After this, replace project/api/v1/cronjob_webhook.go with project/api/v1/cronjob_webhook.go @ github.com/kubernetes-sigs/kubebuilder.
HTTPS encrypted communication is required to run the webhook. We will retrieve free SSL certs by using cert-manager:
kubectl apply -f https://github.com/cert-manager/cert-manager/releases/download/v1.15.3/cert-manager.yaml
We will then need to rebuild the controller with a different image tag than before.
make docker-build IMG=kubebuilder-tutorial/cronjob-controller:0.0.2
kind load docker-image kubebuilder-tutorial/cronjob-controller:0.0.2
Then we need to uncomment all Kustomize paths, resources, and replacements labelled [WEBHOOK] or [CERTMANAGER] in project/config/crd/kustomization.yaml and project/config/default/kustomization.yaml.
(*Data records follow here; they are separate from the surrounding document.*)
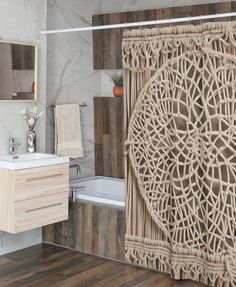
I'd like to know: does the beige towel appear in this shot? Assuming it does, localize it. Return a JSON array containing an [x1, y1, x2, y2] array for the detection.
[[55, 105, 83, 158]]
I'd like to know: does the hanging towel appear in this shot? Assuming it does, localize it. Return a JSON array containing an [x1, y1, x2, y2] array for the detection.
[[55, 105, 83, 158]]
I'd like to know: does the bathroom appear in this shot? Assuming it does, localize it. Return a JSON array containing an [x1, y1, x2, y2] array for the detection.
[[0, 0, 236, 287]]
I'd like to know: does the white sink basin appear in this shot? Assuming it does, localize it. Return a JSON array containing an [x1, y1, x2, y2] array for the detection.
[[0, 153, 69, 170]]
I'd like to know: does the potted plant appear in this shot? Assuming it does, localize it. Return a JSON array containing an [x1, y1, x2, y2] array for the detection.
[[110, 73, 123, 97]]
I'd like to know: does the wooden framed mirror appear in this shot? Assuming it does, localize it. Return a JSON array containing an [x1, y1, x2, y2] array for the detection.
[[0, 41, 37, 102]]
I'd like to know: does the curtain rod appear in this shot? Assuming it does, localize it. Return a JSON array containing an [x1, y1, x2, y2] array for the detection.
[[41, 12, 236, 35], [46, 103, 87, 109]]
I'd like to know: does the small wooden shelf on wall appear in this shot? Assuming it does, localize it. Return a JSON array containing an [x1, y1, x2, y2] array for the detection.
[[94, 97, 124, 178], [93, 1, 236, 70]]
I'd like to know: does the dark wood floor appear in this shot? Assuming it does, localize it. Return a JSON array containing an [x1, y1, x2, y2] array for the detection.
[[0, 244, 206, 287]]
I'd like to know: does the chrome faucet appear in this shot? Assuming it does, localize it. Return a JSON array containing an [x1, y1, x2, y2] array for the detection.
[[70, 163, 81, 174], [8, 138, 20, 155]]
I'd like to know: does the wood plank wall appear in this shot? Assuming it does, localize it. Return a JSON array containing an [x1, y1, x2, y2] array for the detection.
[[94, 97, 124, 178], [93, 1, 236, 70], [43, 202, 125, 261]]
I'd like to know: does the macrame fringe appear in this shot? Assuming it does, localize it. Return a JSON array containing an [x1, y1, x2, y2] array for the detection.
[[125, 235, 236, 287], [122, 21, 236, 72]]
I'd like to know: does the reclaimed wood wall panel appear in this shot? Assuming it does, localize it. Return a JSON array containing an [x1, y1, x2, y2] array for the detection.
[[43, 202, 125, 261], [93, 1, 236, 70], [94, 97, 124, 178]]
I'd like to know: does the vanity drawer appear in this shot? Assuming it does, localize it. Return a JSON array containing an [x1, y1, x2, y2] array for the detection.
[[14, 164, 69, 201], [13, 192, 69, 233]]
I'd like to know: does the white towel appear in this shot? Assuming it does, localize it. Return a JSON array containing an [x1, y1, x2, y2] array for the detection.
[[55, 105, 83, 158]]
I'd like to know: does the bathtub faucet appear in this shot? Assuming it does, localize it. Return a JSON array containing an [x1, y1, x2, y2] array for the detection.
[[70, 163, 81, 174]]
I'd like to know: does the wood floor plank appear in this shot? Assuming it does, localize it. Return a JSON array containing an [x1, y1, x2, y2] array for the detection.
[[0, 244, 205, 287]]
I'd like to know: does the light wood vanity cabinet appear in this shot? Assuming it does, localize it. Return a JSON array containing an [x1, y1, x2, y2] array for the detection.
[[0, 164, 69, 233]]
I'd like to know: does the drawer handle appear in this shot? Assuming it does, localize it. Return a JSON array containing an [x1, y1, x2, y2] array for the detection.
[[25, 173, 63, 181], [25, 202, 62, 213]]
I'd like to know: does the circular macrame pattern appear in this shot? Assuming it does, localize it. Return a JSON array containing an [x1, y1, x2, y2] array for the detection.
[[127, 51, 236, 254]]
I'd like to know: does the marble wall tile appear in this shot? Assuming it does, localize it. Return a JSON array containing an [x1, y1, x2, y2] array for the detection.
[[46, 0, 227, 180], [0, 0, 47, 254]]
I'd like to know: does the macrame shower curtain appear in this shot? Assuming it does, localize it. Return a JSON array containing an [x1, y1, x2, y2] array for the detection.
[[125, 22, 236, 287]]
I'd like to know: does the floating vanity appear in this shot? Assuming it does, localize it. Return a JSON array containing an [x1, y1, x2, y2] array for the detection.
[[0, 153, 69, 233]]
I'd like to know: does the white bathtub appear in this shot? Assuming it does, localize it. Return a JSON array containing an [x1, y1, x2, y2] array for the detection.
[[70, 176, 125, 207]]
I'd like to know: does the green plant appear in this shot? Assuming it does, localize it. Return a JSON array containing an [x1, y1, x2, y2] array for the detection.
[[109, 73, 123, 87]]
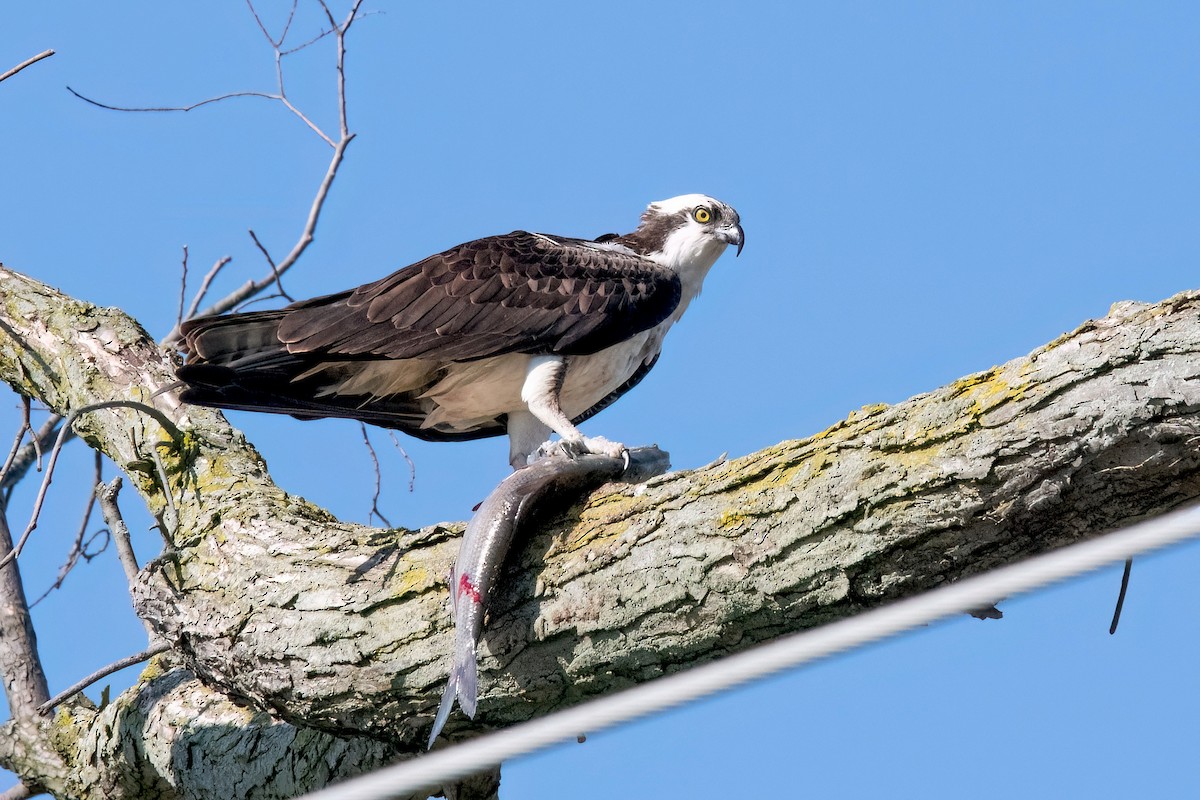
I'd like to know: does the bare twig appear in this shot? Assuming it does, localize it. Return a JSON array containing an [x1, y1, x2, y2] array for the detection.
[[0, 401, 184, 567], [159, 0, 362, 344], [1109, 559, 1133, 636], [29, 451, 108, 608], [175, 245, 187, 327], [0, 50, 54, 83], [388, 431, 416, 492], [0, 414, 67, 501], [250, 229, 295, 302], [0, 397, 32, 487], [171, 133, 354, 333], [359, 422, 392, 528], [175, 255, 233, 321], [67, 86, 282, 114], [96, 475, 140, 587], [0, 512, 49, 720], [37, 642, 170, 714]]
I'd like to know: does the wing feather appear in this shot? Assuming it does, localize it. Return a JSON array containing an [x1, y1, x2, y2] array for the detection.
[[278, 230, 680, 361]]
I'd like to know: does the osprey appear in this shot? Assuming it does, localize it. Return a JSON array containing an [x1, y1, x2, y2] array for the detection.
[[179, 194, 744, 468]]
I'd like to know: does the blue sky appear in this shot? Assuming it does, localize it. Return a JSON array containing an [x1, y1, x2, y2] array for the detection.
[[0, 0, 1200, 799]]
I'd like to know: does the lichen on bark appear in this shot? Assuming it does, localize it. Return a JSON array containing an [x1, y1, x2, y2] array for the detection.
[[0, 270, 1200, 798]]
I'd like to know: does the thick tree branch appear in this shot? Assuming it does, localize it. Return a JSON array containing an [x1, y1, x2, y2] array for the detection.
[[0, 271, 1200, 798]]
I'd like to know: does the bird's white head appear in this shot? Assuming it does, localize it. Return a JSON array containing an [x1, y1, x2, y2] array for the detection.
[[622, 194, 745, 276]]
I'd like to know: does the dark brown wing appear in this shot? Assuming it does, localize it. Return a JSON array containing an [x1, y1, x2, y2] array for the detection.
[[278, 230, 680, 361]]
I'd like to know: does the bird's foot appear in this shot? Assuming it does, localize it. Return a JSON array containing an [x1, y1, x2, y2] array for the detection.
[[529, 437, 629, 467]]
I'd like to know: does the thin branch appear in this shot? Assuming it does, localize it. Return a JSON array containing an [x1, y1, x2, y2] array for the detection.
[[359, 422, 395, 528], [0, 511, 49, 720], [37, 642, 170, 714], [0, 401, 184, 567], [67, 86, 283, 114], [175, 245, 187, 327], [96, 475, 140, 587], [250, 229, 295, 302], [162, 0, 362, 344], [0, 396, 32, 496], [29, 451, 108, 608], [0, 50, 54, 83], [388, 431, 416, 492], [1109, 559, 1133, 636], [0, 414, 67, 501], [171, 133, 354, 328], [175, 255, 233, 321]]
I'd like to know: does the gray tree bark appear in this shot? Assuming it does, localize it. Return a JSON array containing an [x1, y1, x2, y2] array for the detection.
[[0, 267, 1200, 799]]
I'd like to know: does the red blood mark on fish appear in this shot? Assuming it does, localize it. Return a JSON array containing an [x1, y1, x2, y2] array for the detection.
[[458, 573, 481, 603]]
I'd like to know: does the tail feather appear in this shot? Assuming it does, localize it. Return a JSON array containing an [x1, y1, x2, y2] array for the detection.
[[176, 308, 505, 441]]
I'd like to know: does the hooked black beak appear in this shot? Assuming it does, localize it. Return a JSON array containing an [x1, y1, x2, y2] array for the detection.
[[718, 223, 746, 255], [728, 223, 746, 258]]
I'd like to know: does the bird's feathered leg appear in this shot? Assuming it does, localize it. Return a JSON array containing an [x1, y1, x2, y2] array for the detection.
[[510, 355, 629, 465]]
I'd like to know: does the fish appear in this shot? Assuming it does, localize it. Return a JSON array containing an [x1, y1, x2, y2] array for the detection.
[[427, 446, 671, 747]]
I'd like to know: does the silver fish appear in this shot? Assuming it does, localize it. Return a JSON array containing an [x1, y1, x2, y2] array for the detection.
[[428, 446, 671, 747]]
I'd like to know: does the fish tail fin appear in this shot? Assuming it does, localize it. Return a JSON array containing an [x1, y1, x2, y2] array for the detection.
[[426, 640, 479, 750]]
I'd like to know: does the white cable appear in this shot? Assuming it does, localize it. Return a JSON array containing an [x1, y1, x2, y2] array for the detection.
[[300, 507, 1200, 800]]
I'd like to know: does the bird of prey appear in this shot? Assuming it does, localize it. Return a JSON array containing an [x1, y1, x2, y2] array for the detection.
[[179, 194, 744, 468]]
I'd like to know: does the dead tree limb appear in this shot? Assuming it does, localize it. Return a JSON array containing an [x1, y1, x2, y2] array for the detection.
[[0, 270, 1200, 798]]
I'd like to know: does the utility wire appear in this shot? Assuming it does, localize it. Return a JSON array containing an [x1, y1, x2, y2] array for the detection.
[[300, 506, 1200, 800]]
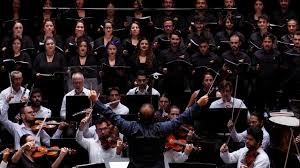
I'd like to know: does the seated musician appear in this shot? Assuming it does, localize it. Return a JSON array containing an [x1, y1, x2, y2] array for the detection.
[[126, 71, 160, 96], [30, 89, 51, 118], [83, 87, 129, 139], [227, 113, 270, 150], [220, 127, 270, 168], [76, 117, 123, 163], [0, 148, 10, 168], [209, 81, 247, 109], [0, 106, 64, 149], [11, 134, 68, 168], [90, 90, 208, 168], [164, 106, 193, 168], [0, 71, 29, 111], [186, 72, 221, 109], [60, 72, 90, 119]]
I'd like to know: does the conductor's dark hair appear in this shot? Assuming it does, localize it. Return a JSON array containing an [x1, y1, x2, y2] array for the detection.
[[247, 127, 263, 144], [219, 80, 232, 90], [20, 134, 32, 146]]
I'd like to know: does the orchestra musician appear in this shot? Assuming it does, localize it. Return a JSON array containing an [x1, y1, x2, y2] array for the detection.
[[0, 106, 64, 149], [12, 134, 68, 168], [220, 127, 270, 168], [227, 113, 270, 150], [90, 90, 208, 168], [76, 116, 123, 163], [0, 71, 29, 112], [164, 105, 193, 168]]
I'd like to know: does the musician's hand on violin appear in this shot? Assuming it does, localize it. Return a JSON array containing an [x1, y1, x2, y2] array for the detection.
[[227, 120, 233, 131], [59, 147, 69, 157], [220, 143, 228, 153], [89, 90, 98, 103], [197, 95, 208, 107], [295, 135, 300, 144], [20, 96, 28, 103], [184, 144, 194, 155], [58, 121, 69, 130], [2, 148, 10, 163], [6, 94, 14, 103]]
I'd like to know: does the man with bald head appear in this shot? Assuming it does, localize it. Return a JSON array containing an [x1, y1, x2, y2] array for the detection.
[[60, 72, 90, 119], [91, 92, 208, 168]]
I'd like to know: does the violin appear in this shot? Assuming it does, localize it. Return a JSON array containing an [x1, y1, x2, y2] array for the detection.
[[165, 135, 201, 152], [31, 120, 60, 132], [32, 146, 77, 158]]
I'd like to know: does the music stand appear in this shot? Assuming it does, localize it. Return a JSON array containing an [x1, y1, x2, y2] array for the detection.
[[202, 108, 248, 135], [104, 158, 129, 168], [66, 96, 90, 122], [123, 95, 159, 114], [7, 102, 26, 121], [169, 162, 217, 168]]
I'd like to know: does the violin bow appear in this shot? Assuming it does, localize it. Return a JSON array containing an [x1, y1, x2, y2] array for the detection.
[[226, 102, 243, 144]]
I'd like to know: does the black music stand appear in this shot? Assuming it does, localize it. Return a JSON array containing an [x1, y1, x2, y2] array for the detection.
[[123, 95, 159, 115], [7, 102, 26, 121], [206, 108, 248, 135], [169, 162, 217, 168], [66, 96, 91, 122]]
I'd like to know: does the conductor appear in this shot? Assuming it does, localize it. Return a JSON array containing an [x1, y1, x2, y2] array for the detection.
[[90, 92, 208, 168]]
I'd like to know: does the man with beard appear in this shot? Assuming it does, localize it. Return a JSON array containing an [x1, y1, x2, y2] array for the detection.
[[0, 106, 63, 149], [220, 127, 270, 168], [30, 89, 51, 118]]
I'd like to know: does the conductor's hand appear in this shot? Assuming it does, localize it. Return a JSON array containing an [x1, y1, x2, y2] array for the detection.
[[220, 143, 228, 153], [295, 134, 300, 144], [227, 120, 233, 131], [197, 95, 208, 107], [89, 90, 98, 103]]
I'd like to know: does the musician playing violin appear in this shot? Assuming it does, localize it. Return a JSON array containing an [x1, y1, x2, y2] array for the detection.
[[164, 106, 193, 168], [0, 106, 64, 149], [220, 127, 270, 168], [76, 117, 123, 163], [12, 134, 68, 168]]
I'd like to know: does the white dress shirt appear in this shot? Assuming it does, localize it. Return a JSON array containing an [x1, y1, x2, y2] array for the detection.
[[35, 106, 51, 118], [0, 87, 29, 111], [209, 97, 247, 109], [231, 127, 270, 150], [60, 88, 90, 120], [220, 147, 270, 168], [76, 130, 120, 163], [126, 85, 160, 96], [0, 107, 62, 149], [164, 149, 189, 168]]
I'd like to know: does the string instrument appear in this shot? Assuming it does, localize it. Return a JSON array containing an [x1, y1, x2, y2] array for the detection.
[[32, 146, 77, 158], [31, 120, 60, 133], [165, 135, 201, 152], [243, 150, 259, 168]]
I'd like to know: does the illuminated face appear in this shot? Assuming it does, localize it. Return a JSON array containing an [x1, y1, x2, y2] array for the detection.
[[170, 34, 180, 47], [130, 23, 140, 36], [287, 20, 298, 33], [195, 0, 207, 9], [107, 44, 117, 57], [78, 41, 88, 56], [230, 36, 240, 51], [44, 21, 54, 34], [75, 22, 84, 37], [169, 108, 180, 120], [45, 39, 55, 53], [12, 39, 21, 53], [140, 40, 149, 51], [13, 22, 23, 37]]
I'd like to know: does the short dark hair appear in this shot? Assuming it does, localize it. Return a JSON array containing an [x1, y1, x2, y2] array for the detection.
[[219, 80, 232, 90], [20, 134, 32, 146], [247, 127, 264, 144]]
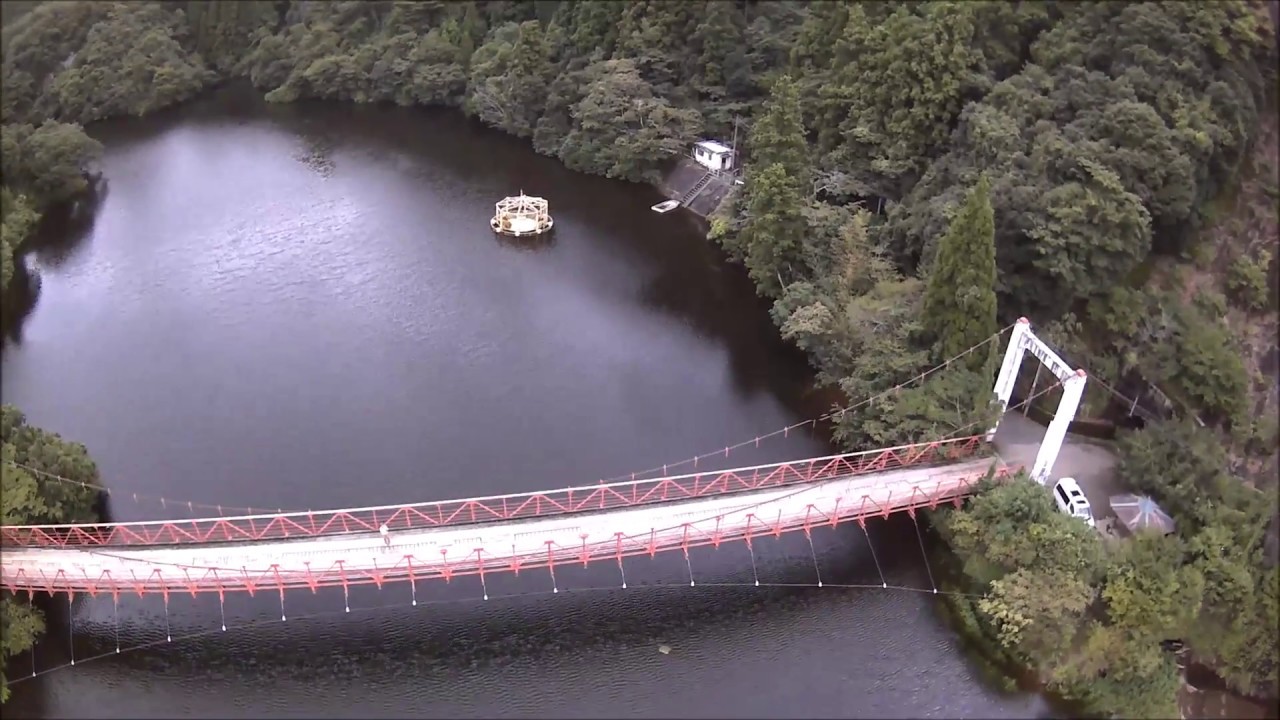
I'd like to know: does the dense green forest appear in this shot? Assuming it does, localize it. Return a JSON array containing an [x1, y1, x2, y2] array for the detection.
[[0, 0, 1280, 716], [0, 405, 97, 698]]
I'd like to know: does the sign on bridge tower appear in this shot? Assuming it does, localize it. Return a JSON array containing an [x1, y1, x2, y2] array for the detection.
[[987, 318, 1088, 484]]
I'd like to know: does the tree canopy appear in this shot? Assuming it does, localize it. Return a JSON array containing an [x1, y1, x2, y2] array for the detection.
[[0, 0, 1280, 714]]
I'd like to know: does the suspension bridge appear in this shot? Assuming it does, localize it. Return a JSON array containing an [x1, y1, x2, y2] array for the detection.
[[0, 319, 1085, 607]]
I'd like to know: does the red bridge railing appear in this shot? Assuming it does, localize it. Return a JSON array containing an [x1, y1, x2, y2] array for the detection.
[[0, 436, 987, 548]]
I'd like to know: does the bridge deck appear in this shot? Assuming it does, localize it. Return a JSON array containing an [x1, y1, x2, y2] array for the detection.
[[0, 459, 1012, 596]]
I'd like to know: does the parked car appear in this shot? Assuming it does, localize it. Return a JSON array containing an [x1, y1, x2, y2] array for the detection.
[[1053, 478, 1097, 528]]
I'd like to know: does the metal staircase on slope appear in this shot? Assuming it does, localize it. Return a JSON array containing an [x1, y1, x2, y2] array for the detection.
[[680, 170, 716, 208]]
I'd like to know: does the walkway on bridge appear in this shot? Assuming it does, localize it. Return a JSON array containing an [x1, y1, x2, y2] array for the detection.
[[0, 320, 1085, 601]]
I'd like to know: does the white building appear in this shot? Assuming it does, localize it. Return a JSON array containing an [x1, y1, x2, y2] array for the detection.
[[694, 140, 733, 170]]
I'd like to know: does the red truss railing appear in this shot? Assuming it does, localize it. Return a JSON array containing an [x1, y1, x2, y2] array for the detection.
[[0, 436, 986, 547], [0, 465, 1019, 594]]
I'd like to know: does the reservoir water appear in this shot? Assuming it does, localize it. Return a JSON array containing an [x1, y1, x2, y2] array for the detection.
[[0, 88, 1051, 717]]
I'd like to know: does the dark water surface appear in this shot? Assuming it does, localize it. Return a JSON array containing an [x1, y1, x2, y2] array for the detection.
[[3, 90, 1048, 717]]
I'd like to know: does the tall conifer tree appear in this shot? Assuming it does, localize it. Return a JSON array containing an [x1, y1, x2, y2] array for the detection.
[[920, 177, 1000, 370]]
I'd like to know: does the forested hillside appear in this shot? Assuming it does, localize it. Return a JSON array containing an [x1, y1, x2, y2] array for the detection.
[[0, 0, 1280, 714]]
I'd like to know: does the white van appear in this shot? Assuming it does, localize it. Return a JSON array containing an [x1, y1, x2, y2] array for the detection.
[[1053, 478, 1097, 528]]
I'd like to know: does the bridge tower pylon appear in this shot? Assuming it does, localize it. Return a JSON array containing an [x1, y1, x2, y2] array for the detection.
[[987, 318, 1088, 484]]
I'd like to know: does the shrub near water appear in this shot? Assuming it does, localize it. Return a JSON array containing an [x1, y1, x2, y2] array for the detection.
[[0, 0, 1276, 714]]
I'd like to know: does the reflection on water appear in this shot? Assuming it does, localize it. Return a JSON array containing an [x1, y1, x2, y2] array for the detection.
[[0, 88, 1047, 717]]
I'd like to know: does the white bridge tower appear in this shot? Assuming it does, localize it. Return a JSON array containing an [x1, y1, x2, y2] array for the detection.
[[987, 318, 1088, 484]]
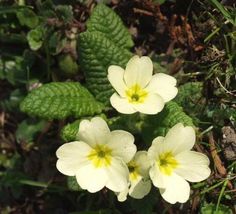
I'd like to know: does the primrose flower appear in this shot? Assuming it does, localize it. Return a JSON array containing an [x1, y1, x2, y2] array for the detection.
[[148, 123, 210, 204], [117, 151, 151, 201], [56, 117, 136, 193], [108, 56, 178, 114]]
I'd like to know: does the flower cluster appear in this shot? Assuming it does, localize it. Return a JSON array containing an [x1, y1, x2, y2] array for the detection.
[[56, 56, 210, 204]]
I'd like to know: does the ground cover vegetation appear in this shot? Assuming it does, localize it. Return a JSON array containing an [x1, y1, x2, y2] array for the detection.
[[0, 0, 236, 214]]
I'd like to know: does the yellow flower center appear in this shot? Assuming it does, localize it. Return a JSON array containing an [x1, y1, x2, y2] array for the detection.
[[128, 161, 139, 181], [157, 152, 178, 175], [87, 145, 111, 168], [125, 84, 148, 103]]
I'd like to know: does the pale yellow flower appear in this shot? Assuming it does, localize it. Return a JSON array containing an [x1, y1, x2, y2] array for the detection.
[[56, 117, 136, 192], [108, 56, 178, 114], [148, 123, 211, 204]]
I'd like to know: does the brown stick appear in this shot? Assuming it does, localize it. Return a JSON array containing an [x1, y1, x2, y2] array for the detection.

Finally, we can re-deploy the controller with the new image:
make deploy IMG=kubebuilder-tutorial/cronjob-controller:0.0.2
Now if you try to create a second CronJob with an invalid schedule, the Validator should catch the issue and return an error:
1apiVersion: batch.tutorial.kubebuilder.io/v1
2kind: CronJob
3metadata:
4 labels:
5 app.kubernetes.io/name: project
6 app.kubernetes.io/managed-by: kustomize
7 name: invalid-cronjob-sample
8spec:
9 schedule: "*/1 * * * * * *"
10 startingDeadlineSeconds: 60
11 concurrencyPolicy: Allow # explicitly specify, but Allow is also default.
12 jobTemplate:
13 spec:
14 template:
15 spec:
16 containers:
17 - name: hello
18 image: busybox
19 args:
20 - /bin/sh
21 - -c
22 - date; echo Hello from the Kubernetes cluster
23 restartPolicy: OnFailure
24 Conclusion
And with that, we have covered the entire Kubebuilder tutorial in a condensed manner. You can delete the cluster you created by running kind delete cluster -n kind. When you’re ready, I encourage you to go back to the official Kubebuilder tutorial and read the explanations more thoroughly to get a deeper understanding of building Operators with Kubebuilder. Thank you for reading!